Viene da chiedersi con Eliot se vi sia, se vi possa essere continuità o per lo meno contiguità tra informazione e conoscenza, e tra conoscenza e sapienza. Che cos’è il fiume? si chiede all’inizio del terzo Quartetto. E la risposta non è soltanto una definizione, ma un divenire di percezioni: il fiume perciò ha sì una sorta di natura, quella di «un forte dio bruno», ma è anche «dapprima riconosciuto come frontiera;/ utile e inaffidabile come trasportatore di commerci;/ infine solo un problema da affrontare per i costruttori di ponti.» Nella sua definizione entrano pian piano, con il progredire della tecnica e della capacità umana di usarlo, di sfruttarlo, una certa sufficienza, una scontatezza che piega l’intero ai dati parziali dell’analisi, dimenticandone la natura di intero. Una dimenticanza naturale, perché ogni memoria è frutto di un’ascesi, ma esiziale. «Risolto il problema», continua Eliot, «il dio bruno è quasi dimenticato/ dagli abitanti delle città – ma sempre, comunque, implacabile,/ serbante di rabbie e di stagioni, distruttore, memoria/ di quello che l’uomo ha voluto scordare».
Che cosa sceglie l’uomo ad ogni suo inoltrarsi nell’analisi, che cosa sceglie di cercare e che cosa, più o meno incoscientemente, sceglie di scordare? Perché, anche se ci piace pensarlo un banale problema per costruttori di ponti, in realtà «inonorato, impropiziato,/ dagli adoratori delle macchine» il fiume «aspetta, guarda e aspetta» e basta una qualunque settimana di pioggia intensa in un qualunque novembre per ricordarcelo.
Così è di noi, sembra, così il Prometeo che in noi, l’Adamo e l’Eva che è in noi. Ad ogni inoltrarci nell’analisi, quello che cerchiamo non è la conoscenza, né tantomeno la sapienza, ma il possesso. Ad ogni inoltrarci nell’analisi, quello che scegliamo di dimenticare, quello che ci illudiamo di non sapere, è che l’ordine delle cose non lo detta l’uomo, e che nemmeno lo conosce. Perciò ogni volta che questa evidenza sotterrata e soffocata risolleva il capo, la nostra reazione è isterica, irrazionale e sproporzionata. Non ammettiamo il fatto di non possedere la realtà, o meglio, che l’unica via per possederla sia di ammetterne la natura di dono.
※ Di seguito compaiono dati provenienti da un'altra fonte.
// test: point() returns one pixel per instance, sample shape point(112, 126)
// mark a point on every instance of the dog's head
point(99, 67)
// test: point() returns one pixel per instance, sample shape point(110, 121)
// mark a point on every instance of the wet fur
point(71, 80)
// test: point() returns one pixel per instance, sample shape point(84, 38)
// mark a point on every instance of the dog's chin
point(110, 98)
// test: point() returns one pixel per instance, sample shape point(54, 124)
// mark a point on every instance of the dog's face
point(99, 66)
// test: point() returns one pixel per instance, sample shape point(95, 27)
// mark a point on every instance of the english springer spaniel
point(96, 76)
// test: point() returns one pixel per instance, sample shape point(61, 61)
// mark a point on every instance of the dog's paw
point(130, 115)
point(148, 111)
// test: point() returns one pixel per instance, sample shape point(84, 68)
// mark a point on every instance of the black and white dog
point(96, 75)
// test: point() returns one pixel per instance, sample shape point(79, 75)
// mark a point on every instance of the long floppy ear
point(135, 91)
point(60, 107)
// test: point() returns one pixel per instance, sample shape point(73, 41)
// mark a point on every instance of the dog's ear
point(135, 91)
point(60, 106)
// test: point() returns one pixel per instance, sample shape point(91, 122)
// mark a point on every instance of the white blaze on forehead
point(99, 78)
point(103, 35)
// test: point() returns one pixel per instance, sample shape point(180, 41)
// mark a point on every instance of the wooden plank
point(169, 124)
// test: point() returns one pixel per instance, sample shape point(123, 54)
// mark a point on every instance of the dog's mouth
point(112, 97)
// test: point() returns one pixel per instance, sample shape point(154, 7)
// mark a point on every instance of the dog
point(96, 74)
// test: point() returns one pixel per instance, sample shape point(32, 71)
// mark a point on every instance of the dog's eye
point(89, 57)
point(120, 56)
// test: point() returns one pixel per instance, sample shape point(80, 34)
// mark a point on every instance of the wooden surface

Narra Giovanni che nell’ultima cena Tommaso obietti a Gesù che se non sanno dove lui stia andando, tanto meno possono sapere la strada per arrivarvi. La risposta di Gesù è interessante, non solo per chi crede: «Io sono la via, la verità e la vita». Via, verità, vita. In quest’ordine. Prima viene l’essere che ci si pone innanzi: e stamane tutti, credenti e non credenti, straccioni e possidenti, runner e vigili urbani, aprendo gli occhi abbiamo trovato apparecchiato intorno a noi un grande spettacolo non fatto da noi e su cui non abbiamo alcun reale potere. Un grande spettacolo fatto di incombenze, scadenze, bollette, decreti, distanziamento sociale e via dicendo. Uno spettacolo, l’universo intorno a noi, che dobbiamo infine rassegnarci a vivere prima di capirlo. La via, appunto. Una via spesso impervia e con scarsa visibilità, di cui solo vivendo capiamo di tanto in tanto qualcosa e mai tutto: la verità. E che solo così potrà donarci – invece di una sfatta rassegnazione, o di una livorosa rabbia – la vita, il piacere del singolo istante, con tutto il peso del passato che lo ha portato e del futuro che promette.
Questo, ci piaccia o meno, è l’ordine delle cose e solo in quest’ordine si può godere della vita anche nel timore e nell’incertezza, senza divenire schiavi di quello che non sappiamo né di quello che pensiamo di sapere. A noi la scelta, istante dopo istante, amicizia dopo amicizia, se aiutarci l’un l’altro a fare memoria di quel che siamo o se scegliere invece di aiutarci a dimenticare, isterici e livorosi, sconfitti e timorosi.